I'm going to start handing out "Wonkas" to individuals who do totally nonsensical things that bring humor to our world. The perpetrators of this prank are the first winners.

Pac-Man Fever Hits the Road (Fox News: Out There)
BUFFALO, Minn. (AP) — Pac-Man is back. Only this time, he's bigger — and he's gobbling up dots on Highway 55.
Large white dots painted on the highway to deter motorists from tailgating have been joined by a giant, yellow image of the video game icon.
"I drove that road the other day," said an amused Wright County Sheriff Gary Miller, "and drivers were bunched up to figure out what it was."
The oversized Pac-Man has been on the highway for about a month, and the artist or artists behind it have been back to touch it up at least once.
"It's kind of comical," said county highway engineer Wayne Fingalson. "Somebody really did a good job of meticulously putting that (Pac-Man) in the dots."
Tom Dumont, the area traffic engineer for the Department of Transportation, wasn't happy with the addition to the $15,000 project.
"I'd hate to say positive things because I don't want to encourage people to try to paint something on a busy highway. But at least it's made the project a little more noteworthy," Dumont said.
The 7-foot dots are 225 feet apart — the distance officials say is needed for a vehicle traveling at 55 mph to stop in three seconds without hitting the vehicle in front of it. Road signs tell drivers to keep two dots apart.
Patricia Hackman, who teaches driving classes at Buffalo High School, said: "I don't know where Pac-Man came from, but anything we can do to bring more attention to traffic safety, I'm all for it."

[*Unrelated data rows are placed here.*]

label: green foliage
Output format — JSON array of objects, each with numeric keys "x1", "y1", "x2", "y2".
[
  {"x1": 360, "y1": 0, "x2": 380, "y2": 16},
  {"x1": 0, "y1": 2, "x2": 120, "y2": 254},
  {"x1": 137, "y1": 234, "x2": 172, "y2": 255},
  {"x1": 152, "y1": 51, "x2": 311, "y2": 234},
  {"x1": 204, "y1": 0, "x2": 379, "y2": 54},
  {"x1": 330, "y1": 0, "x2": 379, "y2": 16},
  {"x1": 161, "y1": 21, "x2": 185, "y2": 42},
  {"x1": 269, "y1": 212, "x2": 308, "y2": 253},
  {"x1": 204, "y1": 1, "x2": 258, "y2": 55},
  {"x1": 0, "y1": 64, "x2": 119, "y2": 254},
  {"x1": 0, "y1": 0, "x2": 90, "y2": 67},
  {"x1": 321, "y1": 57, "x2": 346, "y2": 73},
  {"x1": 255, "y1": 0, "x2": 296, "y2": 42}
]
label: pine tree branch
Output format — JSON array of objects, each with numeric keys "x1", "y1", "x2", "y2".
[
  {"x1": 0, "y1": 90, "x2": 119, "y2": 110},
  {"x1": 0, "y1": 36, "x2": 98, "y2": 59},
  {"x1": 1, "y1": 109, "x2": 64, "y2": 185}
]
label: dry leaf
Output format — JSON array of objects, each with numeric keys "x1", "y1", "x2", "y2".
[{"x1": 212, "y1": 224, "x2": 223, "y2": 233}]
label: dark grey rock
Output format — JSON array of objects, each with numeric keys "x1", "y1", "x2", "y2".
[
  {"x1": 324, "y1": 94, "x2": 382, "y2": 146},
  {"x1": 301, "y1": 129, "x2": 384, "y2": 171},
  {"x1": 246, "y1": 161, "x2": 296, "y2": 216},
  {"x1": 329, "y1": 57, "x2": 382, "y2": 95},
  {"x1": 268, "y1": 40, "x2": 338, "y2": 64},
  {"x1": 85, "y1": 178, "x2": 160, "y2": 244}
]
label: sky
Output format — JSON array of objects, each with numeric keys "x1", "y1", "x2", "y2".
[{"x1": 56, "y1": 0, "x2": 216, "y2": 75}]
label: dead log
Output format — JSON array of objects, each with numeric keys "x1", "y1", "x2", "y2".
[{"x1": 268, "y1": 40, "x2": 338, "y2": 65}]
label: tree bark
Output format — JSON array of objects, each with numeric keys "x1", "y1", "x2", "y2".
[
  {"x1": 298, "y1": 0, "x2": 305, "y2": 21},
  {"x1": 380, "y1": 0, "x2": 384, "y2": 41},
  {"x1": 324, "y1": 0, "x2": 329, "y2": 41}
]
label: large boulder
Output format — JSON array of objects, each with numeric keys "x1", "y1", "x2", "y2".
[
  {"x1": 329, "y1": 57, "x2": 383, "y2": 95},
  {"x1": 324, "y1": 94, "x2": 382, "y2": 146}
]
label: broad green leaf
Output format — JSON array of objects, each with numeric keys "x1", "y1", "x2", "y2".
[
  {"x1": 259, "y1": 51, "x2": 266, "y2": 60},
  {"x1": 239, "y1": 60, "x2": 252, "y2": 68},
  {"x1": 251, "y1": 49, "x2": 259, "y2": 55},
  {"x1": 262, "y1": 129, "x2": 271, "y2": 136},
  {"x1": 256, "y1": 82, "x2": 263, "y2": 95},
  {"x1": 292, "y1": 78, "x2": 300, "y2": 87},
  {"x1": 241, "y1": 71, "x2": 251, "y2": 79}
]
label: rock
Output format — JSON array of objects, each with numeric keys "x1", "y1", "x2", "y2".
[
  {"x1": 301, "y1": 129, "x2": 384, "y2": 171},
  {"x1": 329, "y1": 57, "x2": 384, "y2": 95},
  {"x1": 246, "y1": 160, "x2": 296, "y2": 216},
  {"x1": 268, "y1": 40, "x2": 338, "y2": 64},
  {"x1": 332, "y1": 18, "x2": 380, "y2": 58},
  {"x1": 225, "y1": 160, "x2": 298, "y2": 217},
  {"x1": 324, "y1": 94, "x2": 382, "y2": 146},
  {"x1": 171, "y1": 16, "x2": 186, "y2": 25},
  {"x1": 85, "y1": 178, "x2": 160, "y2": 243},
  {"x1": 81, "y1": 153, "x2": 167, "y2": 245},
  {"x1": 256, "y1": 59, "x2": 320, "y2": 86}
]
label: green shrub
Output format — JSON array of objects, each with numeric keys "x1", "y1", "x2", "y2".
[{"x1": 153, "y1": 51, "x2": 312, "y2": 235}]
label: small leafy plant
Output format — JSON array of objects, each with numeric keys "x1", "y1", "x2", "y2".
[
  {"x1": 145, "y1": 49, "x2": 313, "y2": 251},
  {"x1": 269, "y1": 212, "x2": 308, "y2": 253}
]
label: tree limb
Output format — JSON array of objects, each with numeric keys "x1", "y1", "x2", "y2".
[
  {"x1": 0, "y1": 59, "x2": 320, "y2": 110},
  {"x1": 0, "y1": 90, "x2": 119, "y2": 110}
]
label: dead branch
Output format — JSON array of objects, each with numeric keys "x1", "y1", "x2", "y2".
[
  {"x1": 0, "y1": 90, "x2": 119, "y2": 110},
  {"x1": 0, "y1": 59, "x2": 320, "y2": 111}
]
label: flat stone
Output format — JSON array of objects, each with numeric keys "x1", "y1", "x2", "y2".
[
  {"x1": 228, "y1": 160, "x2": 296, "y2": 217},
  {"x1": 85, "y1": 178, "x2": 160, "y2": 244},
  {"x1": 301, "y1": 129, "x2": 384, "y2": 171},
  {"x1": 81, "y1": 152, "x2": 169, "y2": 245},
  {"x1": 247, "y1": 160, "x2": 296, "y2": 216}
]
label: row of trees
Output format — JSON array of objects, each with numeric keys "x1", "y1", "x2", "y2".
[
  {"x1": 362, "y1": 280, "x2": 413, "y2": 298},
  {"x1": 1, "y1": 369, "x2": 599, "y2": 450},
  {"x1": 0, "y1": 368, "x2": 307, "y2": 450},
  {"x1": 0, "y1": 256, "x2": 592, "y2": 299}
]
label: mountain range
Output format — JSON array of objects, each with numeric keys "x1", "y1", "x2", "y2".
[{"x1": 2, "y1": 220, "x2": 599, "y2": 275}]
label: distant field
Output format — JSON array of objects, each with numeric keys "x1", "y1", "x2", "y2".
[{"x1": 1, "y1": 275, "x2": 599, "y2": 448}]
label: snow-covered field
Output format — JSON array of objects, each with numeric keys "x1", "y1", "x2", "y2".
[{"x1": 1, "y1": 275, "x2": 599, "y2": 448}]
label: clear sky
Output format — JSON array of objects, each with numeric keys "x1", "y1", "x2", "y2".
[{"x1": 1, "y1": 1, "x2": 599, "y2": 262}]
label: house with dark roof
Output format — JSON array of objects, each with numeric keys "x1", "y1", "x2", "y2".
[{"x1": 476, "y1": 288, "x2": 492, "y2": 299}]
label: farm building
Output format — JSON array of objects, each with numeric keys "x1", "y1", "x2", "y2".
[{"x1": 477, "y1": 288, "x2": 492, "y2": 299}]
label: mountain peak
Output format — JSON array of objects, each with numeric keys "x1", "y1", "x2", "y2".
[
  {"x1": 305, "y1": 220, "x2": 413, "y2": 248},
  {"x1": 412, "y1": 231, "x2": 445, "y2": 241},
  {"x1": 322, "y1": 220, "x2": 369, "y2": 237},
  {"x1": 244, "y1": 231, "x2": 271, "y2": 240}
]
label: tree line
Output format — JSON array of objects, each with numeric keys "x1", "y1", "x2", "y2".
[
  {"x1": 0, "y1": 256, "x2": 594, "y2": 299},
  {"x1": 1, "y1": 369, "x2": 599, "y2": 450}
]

This is hilarious. We drive into Buffalo fairly often, so we drive over these dots. It is interesting to see the distance you're suppose to be behind the car in front of you. When I've driven it, it's been on the weekends or evenings, so people generally keep the two-dot distance. I bet it doesn't work during rush hour though.

$15,000 on a project that may or may not have a beneficial return. I don't know, I guess it's still a better investment than hiring horny lesbian fire chiefs or incompetent minority school superintendants like they do in the big city.